Départ de Barkhane et Takuba du Mali: « une nouvelle stratégie diplomatique offensive est cruciale » – Ivoire114l'AfriqueNouvelle

Départ de Barkhane et Takuba du Mali: « une nouvelle stratégie diplomatique offensive est cruciale »

L’Hexagone importe près de 8.000 tonnes d’uranium naturel, dont 32% viennent du Niger,pour alimenter son parc de 58 réacteurs nucléaires.

« Une nouvelle stratégie diplomatique offensive commune entre certains pays de la région [de l’Afrique du Nord et de l’Ouest et du Sahel, ndlr], aussi bien sur le plan politique qu’économique et militaro-sécuritaire est cruciale », affirme à Sputnik M.Soufi, chercheur en géopolitique. Il analyse ainsi le départ des armées européennes du Mali.

Après près de sept mois de bras de fer avec les autorités maliennes de transition, le France, le Canada et leurs partenaires européens, au sein de l’opération Barkhane et de la Task Force Takuba, ont annoncé officiellement le retrait de leurs forces armées du Mali.
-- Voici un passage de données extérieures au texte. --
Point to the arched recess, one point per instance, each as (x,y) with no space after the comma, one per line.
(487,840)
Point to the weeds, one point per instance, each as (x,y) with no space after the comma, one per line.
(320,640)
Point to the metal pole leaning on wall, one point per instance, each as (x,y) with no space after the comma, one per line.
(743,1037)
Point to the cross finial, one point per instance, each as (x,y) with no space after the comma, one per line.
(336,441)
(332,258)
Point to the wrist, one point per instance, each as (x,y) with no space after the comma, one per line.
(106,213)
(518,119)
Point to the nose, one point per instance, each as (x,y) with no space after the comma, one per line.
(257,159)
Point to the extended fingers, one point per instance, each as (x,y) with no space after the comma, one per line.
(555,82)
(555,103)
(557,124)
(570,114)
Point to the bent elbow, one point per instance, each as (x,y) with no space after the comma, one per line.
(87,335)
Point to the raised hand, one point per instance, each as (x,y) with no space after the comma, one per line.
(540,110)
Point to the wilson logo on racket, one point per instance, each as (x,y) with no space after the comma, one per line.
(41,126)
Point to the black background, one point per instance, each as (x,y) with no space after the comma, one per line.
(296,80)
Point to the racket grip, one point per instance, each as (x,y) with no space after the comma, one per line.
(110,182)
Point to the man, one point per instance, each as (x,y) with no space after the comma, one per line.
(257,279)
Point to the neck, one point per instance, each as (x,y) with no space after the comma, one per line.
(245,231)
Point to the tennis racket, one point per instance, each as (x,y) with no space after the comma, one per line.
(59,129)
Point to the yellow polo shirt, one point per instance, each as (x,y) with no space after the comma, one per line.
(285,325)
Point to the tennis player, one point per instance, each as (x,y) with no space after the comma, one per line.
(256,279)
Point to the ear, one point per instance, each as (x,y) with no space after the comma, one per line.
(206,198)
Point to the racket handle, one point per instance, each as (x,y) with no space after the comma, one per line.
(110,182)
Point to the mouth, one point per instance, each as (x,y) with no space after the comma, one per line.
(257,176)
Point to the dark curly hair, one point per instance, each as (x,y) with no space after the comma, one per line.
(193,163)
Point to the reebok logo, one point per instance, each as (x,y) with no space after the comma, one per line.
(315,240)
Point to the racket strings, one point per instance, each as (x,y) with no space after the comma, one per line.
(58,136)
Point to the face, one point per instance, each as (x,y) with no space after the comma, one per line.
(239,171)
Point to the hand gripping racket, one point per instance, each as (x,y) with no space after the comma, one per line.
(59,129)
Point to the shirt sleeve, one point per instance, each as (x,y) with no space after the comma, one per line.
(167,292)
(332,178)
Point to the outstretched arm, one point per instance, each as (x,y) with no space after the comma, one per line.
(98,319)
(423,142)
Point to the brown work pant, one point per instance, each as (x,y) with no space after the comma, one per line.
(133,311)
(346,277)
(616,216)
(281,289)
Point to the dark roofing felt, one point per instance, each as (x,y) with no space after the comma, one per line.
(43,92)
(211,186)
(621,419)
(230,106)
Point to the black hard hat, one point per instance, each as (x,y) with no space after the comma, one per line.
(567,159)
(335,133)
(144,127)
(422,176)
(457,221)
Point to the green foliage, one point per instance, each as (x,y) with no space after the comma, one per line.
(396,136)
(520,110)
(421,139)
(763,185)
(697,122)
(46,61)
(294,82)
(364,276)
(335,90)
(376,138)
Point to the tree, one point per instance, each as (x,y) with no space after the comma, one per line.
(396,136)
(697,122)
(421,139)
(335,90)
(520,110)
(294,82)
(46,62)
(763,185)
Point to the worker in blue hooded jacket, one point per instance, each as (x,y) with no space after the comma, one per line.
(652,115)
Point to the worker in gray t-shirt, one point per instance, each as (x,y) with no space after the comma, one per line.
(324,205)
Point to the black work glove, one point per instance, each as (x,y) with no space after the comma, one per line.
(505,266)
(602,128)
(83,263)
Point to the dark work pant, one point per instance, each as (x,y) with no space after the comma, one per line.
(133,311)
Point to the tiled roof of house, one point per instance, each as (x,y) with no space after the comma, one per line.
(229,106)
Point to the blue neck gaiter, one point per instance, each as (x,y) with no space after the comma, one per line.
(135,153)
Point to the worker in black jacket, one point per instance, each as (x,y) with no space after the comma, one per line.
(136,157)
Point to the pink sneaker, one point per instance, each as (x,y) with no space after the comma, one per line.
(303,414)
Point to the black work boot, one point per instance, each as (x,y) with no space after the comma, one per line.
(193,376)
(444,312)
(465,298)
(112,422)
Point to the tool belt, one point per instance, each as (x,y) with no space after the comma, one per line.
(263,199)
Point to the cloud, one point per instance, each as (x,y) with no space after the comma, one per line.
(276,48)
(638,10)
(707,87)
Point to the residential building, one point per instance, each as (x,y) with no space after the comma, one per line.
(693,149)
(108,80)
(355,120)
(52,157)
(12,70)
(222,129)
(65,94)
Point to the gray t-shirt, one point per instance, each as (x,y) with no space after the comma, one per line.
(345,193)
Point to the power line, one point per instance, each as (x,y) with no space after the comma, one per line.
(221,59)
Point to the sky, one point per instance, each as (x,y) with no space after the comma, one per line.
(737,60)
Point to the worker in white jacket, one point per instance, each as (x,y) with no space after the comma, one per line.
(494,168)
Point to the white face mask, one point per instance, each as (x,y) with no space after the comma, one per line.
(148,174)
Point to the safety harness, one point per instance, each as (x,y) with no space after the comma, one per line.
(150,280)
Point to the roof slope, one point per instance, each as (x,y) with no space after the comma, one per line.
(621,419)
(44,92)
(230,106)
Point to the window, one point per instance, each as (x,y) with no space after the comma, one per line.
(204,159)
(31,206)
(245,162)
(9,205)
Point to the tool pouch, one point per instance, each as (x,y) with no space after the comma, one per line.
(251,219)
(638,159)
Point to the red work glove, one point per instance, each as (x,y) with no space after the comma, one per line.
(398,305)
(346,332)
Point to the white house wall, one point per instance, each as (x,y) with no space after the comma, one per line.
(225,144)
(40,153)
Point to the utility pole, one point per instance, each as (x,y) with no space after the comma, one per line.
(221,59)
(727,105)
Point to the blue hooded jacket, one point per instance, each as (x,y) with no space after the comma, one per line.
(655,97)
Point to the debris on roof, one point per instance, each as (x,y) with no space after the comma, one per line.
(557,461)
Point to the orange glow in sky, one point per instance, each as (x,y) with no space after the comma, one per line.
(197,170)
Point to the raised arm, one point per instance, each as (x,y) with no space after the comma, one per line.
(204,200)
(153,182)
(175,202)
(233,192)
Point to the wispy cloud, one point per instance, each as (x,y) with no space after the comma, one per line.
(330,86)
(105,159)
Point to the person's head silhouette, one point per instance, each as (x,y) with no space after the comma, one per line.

Paris et ses partenaires souhaitent toutefois « rester engagés dans la région » sahélienne et « étendre leur soutien aux pays voisins du golfe de Guinée et d’Afrique de l’Ouest » pour contenir la menace djihadiste.
Le Sahel et le golfe de Guinée sont des « priorités de la stratégie d’expansion » des organisations djihadistes Al-Qaïda* et Daech*, a souligné Emmanuel Macron.
Pourquoi le redéploiement de ces forces vers le golfe de Guinée et l’Afrique de l’Ouest? Que doivent faire le Mali, l’Algérie, la Mauritanie pour sécuriser leurs frontières?
 
Que peuvent-ils faire pour développer une économie régionale intégrée? Comment peuvent-ils se coordonner avec la Russie, la Chine et l’Iran en vue d’atteindre cet objectif? Une coopération avec certains pays européens est-elle également nécessaire?
 
Pour répondre à ces questions, Sputnik a sollicité Abdelkader Soufi, expert et enseignant-chercheur dans les questions géopolitiques et politiques de Défense. Pour lui, « le redéploiement de ces forces militaires françaises et européennes vers les pays de l’Afrique de l’Ouest, notamment le Sénégal, et du golfe de Guinée obéit à une logique d’intérêts géostratégiques, sous couvert de lutte contre les organisations djihadistes.
 
Ceci, dans un contexte de concurrence avec les intérêts américains, dont l’offensive menée depuis des mois par le Commandement des États-Unis pour l’Afrique (Africom) est le porte-drapeau. Il y a également la présence militaire de plus en plus appuyée de la Russie, les investissements massifs chinois et enfin l’arrivée de l’Iran dans la région ».
 

« Souveraineté énergétique et métaux stratégiques »?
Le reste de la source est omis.